CHEF HILL: While understanding that adversities are more about my own perception of a particular thing, I did notice early on that women in the professional kitchen space seemed a little inferior to men. This was not my own thinking, but how I would watch some male Chefs respond to women in the kitchen as if they were less qualified, and how those women Chefs would seem to accept this treatment, and respond with nothing but falling into line with what the male Chefs requested. I would notice that women would get different types of culinary tasks than men, such as preparing the salad or appetizers for parties instead of fabricating and preparing large quantities of meat for example. I’ve even witnessed women cry and experience extreme frustration over this.
POP: How did the adversities affect your career?
CHEF HILL: It was never my own belief that men were superior to women in the kitchen. After all, it has been us women in the kitchen since the dawn of time, preparing and creating meals for our men and our families. Women were the first, true Executive Chefs in my mind. Seeing and experiencing the shift once I got into the professional kitchen however, made me realize that I would always need to be empowered as a woman in the kitchen, and that I would also need to empower as many other women that came through the kitchen feeling inferior. I would place myself in areas where I took the more challenging culinary tasks. I would come in early and sign my name beside the tasks that most men would normally do. I pressed through by simply inserting myself. My experience allows me to be able to be a beacon for women to stand up in their power in the kitchen, and in life.
POP: What has been your motivation for staying in the industry?
CHEF HILL: Tyler Perry once said, “that thing you do best, that takes the least of your effort, is your gift.” This has been my motivation. All things food and parties have been my gift since birth. Why not choose this for my career? After all, it’s never really like work when you’re doing what you love. This is my lane.
POP: What do you love about working at Proof?
CHEF HILL: So many things!

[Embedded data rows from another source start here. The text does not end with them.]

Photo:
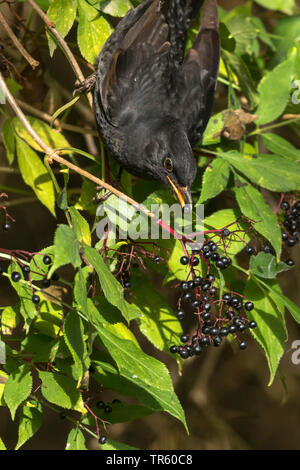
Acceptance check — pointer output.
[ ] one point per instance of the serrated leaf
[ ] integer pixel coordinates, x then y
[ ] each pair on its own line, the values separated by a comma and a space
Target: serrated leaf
265, 265
8, 138
35, 174
66, 248
80, 226
73, 336
215, 179
286, 6
62, 13
30, 422
271, 331
157, 321
112, 289
268, 171
93, 31
61, 391
76, 440
278, 145
17, 388
50, 136
274, 91
253, 206
144, 371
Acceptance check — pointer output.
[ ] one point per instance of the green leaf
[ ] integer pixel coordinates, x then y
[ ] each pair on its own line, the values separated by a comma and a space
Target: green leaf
61, 391
274, 91
62, 13
8, 139
114, 445
76, 440
253, 206
120, 413
286, 6
35, 174
233, 218
268, 171
117, 8
66, 248
265, 265
30, 422
144, 371
280, 146
112, 289
17, 388
246, 82
93, 31
50, 136
80, 226
73, 336
157, 321
215, 179
271, 331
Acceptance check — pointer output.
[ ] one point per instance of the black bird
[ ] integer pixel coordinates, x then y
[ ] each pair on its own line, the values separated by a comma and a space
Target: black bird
153, 103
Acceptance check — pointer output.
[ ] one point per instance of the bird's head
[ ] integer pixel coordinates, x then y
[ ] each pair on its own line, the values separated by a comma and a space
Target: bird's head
162, 152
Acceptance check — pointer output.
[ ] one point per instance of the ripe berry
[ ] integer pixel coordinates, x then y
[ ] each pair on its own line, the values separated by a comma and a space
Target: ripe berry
197, 349
217, 341
184, 260
249, 306
36, 299
196, 261
187, 297
184, 285
47, 259
226, 232
184, 354
180, 314
198, 281
184, 338
284, 206
249, 250
6, 226
46, 282
15, 276
226, 297
205, 341
290, 262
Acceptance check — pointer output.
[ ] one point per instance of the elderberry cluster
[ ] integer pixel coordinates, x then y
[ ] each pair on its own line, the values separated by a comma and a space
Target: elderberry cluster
216, 317
291, 225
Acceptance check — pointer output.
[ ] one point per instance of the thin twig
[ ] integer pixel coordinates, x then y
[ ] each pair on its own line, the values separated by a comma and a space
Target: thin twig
62, 43
32, 62
58, 124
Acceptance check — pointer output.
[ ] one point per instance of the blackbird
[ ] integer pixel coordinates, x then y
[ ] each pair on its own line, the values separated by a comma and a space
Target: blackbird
152, 102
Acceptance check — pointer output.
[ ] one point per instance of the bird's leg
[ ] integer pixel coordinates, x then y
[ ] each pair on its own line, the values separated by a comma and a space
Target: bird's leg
86, 86
116, 183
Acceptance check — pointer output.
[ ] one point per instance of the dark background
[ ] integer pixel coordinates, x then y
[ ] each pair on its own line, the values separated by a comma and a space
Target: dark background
224, 393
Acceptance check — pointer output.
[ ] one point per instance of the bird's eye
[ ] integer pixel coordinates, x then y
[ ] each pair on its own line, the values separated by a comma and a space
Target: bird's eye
168, 164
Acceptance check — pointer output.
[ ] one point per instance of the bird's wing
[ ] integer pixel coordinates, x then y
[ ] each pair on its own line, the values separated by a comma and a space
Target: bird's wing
136, 67
197, 78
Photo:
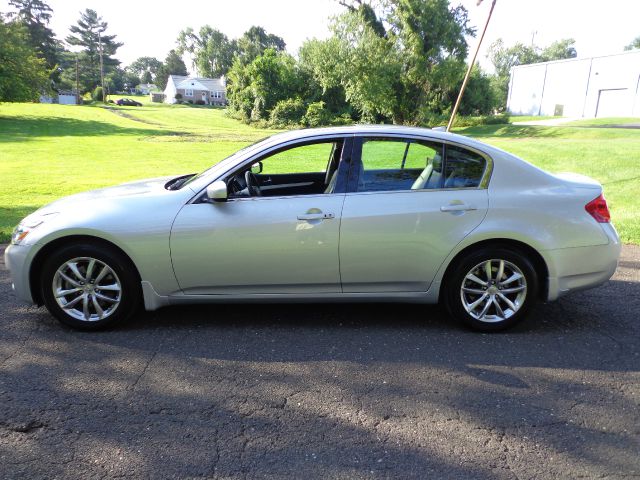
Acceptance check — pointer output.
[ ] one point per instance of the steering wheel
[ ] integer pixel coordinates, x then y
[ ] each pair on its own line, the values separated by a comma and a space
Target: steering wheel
252, 184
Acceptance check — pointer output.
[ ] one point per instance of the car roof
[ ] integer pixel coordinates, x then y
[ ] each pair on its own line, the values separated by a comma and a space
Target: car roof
377, 130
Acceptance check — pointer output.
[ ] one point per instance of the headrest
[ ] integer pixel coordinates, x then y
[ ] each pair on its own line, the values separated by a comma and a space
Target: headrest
437, 163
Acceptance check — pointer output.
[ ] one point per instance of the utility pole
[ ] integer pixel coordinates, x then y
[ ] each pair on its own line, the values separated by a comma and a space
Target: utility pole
77, 82
468, 74
101, 67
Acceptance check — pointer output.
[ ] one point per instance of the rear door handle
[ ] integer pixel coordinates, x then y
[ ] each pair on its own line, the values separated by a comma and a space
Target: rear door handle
458, 207
316, 216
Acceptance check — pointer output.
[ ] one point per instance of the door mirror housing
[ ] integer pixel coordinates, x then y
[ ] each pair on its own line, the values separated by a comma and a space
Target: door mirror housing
256, 168
217, 191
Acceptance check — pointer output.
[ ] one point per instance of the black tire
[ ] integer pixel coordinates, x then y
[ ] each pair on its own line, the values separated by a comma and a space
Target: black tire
121, 305
495, 319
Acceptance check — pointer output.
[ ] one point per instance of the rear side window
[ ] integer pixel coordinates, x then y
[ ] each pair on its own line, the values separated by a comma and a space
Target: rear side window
463, 168
399, 164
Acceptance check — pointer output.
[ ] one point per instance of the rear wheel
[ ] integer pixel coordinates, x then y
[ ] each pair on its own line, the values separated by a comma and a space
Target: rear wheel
90, 287
491, 289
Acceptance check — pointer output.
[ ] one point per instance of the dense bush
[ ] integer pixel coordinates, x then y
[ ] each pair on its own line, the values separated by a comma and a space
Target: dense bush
288, 112
97, 94
317, 115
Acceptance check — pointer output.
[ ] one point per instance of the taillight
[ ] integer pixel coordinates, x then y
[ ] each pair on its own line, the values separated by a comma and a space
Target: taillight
598, 209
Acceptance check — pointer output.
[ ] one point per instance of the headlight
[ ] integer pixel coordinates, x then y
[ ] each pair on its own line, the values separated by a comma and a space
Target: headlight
27, 225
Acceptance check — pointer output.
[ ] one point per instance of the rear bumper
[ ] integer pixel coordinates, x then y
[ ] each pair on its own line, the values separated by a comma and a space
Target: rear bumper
572, 269
16, 259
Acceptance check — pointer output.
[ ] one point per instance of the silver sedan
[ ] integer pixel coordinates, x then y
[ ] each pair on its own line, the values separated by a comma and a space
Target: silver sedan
363, 213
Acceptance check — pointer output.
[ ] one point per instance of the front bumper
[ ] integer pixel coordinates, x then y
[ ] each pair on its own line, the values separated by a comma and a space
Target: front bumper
17, 261
572, 269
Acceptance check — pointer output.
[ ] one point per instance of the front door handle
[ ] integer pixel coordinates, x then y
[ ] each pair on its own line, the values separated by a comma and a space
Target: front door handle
316, 216
457, 207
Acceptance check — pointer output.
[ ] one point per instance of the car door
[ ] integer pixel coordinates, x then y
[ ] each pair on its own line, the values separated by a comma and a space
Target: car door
271, 244
409, 203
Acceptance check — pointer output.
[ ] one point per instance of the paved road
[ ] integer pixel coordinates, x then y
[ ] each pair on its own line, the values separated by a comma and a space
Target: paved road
326, 391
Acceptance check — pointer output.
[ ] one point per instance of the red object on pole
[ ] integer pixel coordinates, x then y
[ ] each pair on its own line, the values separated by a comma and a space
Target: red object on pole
468, 74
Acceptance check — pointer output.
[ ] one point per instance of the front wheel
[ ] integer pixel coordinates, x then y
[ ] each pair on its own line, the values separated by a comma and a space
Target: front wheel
491, 289
89, 287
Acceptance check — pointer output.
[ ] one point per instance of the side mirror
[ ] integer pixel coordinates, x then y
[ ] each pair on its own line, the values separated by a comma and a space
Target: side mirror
217, 191
256, 168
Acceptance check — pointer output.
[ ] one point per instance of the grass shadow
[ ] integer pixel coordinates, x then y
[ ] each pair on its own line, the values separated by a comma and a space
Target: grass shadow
24, 128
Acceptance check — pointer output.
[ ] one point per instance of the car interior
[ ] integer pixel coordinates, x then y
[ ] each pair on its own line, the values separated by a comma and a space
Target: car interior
256, 181
423, 169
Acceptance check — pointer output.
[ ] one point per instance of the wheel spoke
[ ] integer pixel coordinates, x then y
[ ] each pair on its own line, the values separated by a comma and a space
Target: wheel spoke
81, 295
473, 305
64, 293
97, 306
74, 269
473, 278
74, 302
472, 290
498, 307
105, 298
92, 263
500, 271
85, 307
508, 302
486, 307
69, 279
493, 290
511, 279
101, 275
487, 269
112, 288
505, 291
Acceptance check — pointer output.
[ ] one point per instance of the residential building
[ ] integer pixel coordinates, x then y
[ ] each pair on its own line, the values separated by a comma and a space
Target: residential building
211, 91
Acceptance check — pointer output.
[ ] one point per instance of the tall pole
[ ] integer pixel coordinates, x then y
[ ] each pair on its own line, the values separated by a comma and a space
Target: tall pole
101, 67
77, 82
468, 74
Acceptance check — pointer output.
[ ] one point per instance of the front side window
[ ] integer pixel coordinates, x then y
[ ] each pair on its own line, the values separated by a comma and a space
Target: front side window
399, 164
299, 170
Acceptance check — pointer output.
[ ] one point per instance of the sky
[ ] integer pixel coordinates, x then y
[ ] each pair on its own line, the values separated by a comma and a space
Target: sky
150, 28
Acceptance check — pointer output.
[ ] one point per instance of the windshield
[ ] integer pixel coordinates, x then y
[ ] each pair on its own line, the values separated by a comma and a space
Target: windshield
226, 160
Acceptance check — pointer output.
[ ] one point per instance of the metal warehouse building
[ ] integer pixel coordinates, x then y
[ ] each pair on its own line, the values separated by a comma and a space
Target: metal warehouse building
607, 86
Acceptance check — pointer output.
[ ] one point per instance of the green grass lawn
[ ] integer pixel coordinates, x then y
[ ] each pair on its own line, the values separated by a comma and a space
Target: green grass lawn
48, 151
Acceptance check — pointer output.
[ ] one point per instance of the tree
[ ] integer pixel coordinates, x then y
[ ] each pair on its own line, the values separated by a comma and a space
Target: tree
146, 69
254, 89
397, 64
89, 33
255, 41
635, 43
210, 50
173, 65
559, 50
23, 76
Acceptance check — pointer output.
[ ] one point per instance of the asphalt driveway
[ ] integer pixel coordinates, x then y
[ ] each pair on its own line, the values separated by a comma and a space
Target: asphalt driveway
326, 391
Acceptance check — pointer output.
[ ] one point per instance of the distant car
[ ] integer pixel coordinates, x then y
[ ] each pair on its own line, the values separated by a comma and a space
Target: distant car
128, 102
375, 213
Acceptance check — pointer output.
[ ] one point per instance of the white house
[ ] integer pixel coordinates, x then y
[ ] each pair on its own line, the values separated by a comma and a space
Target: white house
211, 91
146, 88
607, 86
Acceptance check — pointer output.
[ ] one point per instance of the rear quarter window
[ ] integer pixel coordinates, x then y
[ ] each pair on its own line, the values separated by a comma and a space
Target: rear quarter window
463, 168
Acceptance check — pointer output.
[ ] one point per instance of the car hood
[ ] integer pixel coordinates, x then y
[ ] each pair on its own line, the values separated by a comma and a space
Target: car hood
137, 188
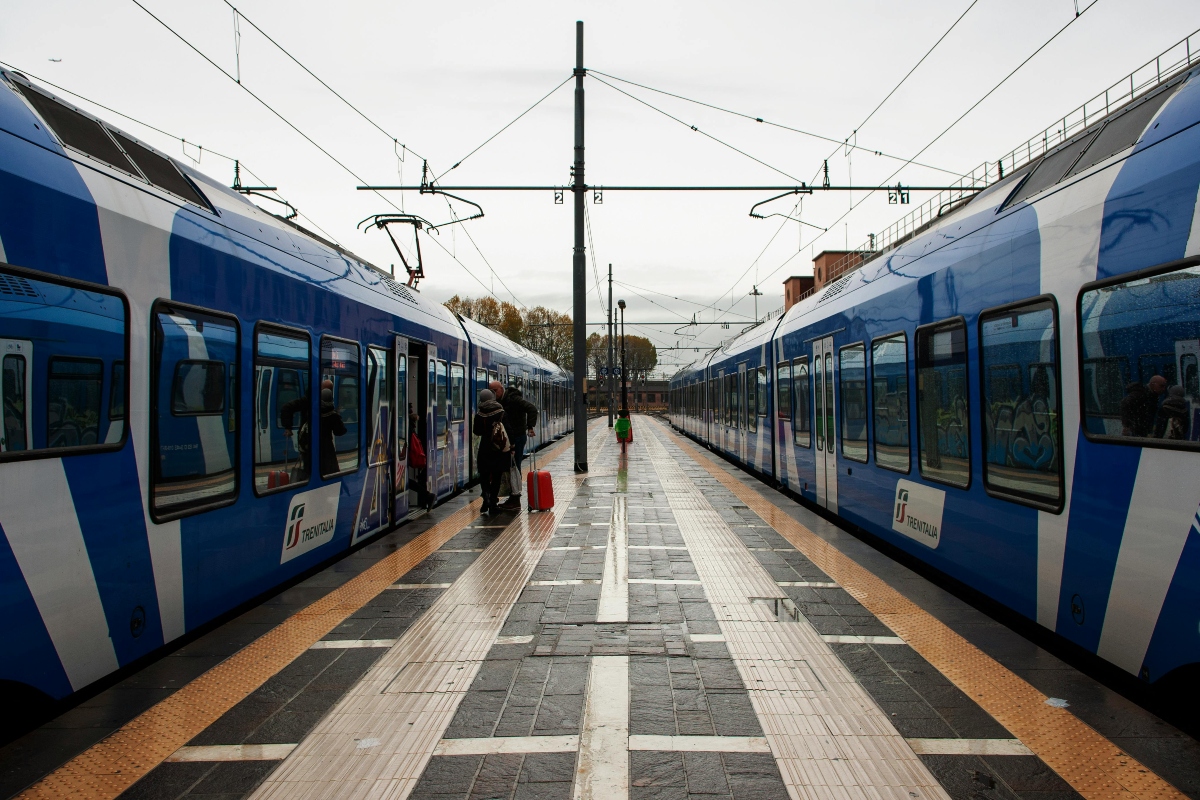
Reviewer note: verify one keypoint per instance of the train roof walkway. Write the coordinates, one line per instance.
(671, 629)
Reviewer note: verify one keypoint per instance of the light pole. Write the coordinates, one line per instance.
(624, 392)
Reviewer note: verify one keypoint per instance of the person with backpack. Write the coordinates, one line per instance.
(495, 449)
(520, 423)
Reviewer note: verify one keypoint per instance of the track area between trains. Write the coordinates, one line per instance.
(682, 632)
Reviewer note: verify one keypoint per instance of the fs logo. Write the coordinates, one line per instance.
(901, 505)
(294, 522)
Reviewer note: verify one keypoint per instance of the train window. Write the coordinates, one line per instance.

I’m competitive by nature, so I actually chose Proof, not vice versa. Proof is THE BEST and I wanted to work for THE BEST. I didn’t want to work for some lackluster, underperforming company who over promised and under delivered. I had just quit my lucrative business career to gamble my life on going to culinary school in another state, so I was not going to waste my gamble working for a “second best” company. I researched before I took an internship with Proof. I looked up all the higher ups and their business backgrounds, checked for awards and accolades, and I watched any videos I could find about the Chefs and the company. So ultimately I love working for Proof because their mentality is like mine, they’re PROVEN GO-GETTERS!! And to top it off, the name matches the company, the Proof IS in the Pudding!
POP: How long have you been with POP?
CHEF HILL: Since January 12, 2015. I started on an internship from Le Cordon Bleu, and got hired once my internship was complete.
POP: When not cooking for others, what’s your favorite dish to cook at home?
CHEF HILL: Shrimp Étouffée.
POP: When eating out what is your favorite restaurant?
CHEF HILL: My faves are Pappadeaux, Gu’s Dumplings, and Noodle.
POP: Who or what inspired you to become a chef?
CHEF HILL: My grandmother Carrie was a Chef. I watched her do this my whole entire life. She fed elementary school kids for her entire career while running her own catering business. She was amazing!
POP: What ingredient best represents you and your culture?
CHEF HILL: An ingredient that represents me well is Sweet Chili. Sweet, Spicy, and Bold!! Subtle, but powerful! Easily adaptable.